Interruption of CCS1477 led to recovery in platelet numbers and re-treatment
with CCS1477 did not lead to a worsening of effect. Based on the preclinical
studies, other haematological abnormalities may be observed including possibly
anaemia and lymphopenia. Patients will have regular planned haematology
assessment (including platelet count estimation) and will be informed and asked
to report any symptoms or signs of bleeding (easy bruising, petechiae etc).
Appropriate treatment will be administered as needed (CCS1477 dose interruption
and platelet transfusions).

P300/CBP is known to cause an effect on the AR. Atrophy of androgen-dependent
tissues, including lymphoid tissues and reproductive organs, were observed in
both the rat and the dog after dosing CCS1477. These changes are considered to
be a direct consequence of on-target pharmacology. Atrophic changes may also
be seen in male reproductive organs associated with symptoms and signs of
androgen deprivation. Although part of the desired mechanism of action for
patients with CRPC, such changes may be unwanted in males with other tumours
enrolled in the study. Serum luteinizing hormone (LH), follicular stimulating
hormone (FSH) and testosterone (male patients only) will be measured at
screening and on study treatment, and CCS1477-related symptoms or signs
consistent with androgen deprivation (including but not limited to decreased
libido, erectile dysfunction, gynaecomastia, fatigue, depression,
osteopenia/osteoporosis and anaemia) will be monitored during the study.

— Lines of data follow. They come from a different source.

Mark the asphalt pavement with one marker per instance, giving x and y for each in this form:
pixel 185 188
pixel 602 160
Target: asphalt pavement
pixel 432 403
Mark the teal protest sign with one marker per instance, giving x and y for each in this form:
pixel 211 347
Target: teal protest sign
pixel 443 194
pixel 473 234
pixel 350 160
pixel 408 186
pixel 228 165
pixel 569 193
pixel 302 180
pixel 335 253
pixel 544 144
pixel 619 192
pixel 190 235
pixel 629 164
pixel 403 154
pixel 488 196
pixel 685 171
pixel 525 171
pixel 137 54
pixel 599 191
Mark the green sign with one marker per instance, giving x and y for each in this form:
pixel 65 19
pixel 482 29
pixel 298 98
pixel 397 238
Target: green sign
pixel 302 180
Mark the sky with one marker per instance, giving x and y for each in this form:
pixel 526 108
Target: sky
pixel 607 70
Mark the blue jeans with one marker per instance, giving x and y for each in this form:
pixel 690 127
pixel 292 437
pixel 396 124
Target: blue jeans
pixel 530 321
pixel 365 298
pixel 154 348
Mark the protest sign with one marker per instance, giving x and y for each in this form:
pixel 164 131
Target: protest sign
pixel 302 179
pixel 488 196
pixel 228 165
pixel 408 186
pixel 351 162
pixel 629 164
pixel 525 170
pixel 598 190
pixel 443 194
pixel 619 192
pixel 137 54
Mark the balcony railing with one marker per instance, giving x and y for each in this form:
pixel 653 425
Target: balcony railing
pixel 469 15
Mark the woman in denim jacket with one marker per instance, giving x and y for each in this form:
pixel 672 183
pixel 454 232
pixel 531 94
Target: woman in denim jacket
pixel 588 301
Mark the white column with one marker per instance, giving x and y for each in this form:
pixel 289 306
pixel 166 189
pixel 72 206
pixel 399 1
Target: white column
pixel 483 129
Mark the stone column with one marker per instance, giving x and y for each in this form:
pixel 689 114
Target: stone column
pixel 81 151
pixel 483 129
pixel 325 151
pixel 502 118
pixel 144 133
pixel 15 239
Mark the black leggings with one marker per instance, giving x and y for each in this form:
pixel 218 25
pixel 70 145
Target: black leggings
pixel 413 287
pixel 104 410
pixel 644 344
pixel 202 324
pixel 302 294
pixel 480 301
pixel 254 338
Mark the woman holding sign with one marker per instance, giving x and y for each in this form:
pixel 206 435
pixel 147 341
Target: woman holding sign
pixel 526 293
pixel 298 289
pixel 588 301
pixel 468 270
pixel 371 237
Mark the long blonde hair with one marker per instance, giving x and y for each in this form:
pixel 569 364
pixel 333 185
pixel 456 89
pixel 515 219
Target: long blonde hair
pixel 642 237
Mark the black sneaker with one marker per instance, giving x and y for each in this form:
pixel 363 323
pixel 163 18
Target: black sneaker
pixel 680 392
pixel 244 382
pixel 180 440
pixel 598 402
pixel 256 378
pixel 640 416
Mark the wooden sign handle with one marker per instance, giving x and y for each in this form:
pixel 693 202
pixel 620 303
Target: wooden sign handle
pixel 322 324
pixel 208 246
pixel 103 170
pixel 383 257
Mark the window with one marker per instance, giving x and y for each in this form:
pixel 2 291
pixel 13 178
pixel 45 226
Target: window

Changes in electrolytes (slight increase in plasma potassium, sodium and
calcium concentrations) were observed after 28 days dosing in the rat. As a
result of prolonged changes in electrolyte concentrations, minimal vacuolation
and degeneration in the kidney was observed at the highest dose level in the
rat. Electrolyte concentrations in patients will be monitored, with
appropriate action taken if needed.

The current emerging clinical safety profile is generally in line with the
pre-clinical safety, with haematological toxicity (predominantly
thrombocytopenia) and electrolyte disturbances (mainly hyponatremia), which are
reversible with treatment interruption and/or intervention. Important potential
risks consistent with preclinical data continue to be carefully monitored in
clinical data and one new potential risk (gastrointestinal toxicity) has been
identified during the reporting*period*based on*clinical*data and literature
report for another investigational compound inhibiting p300/CBP.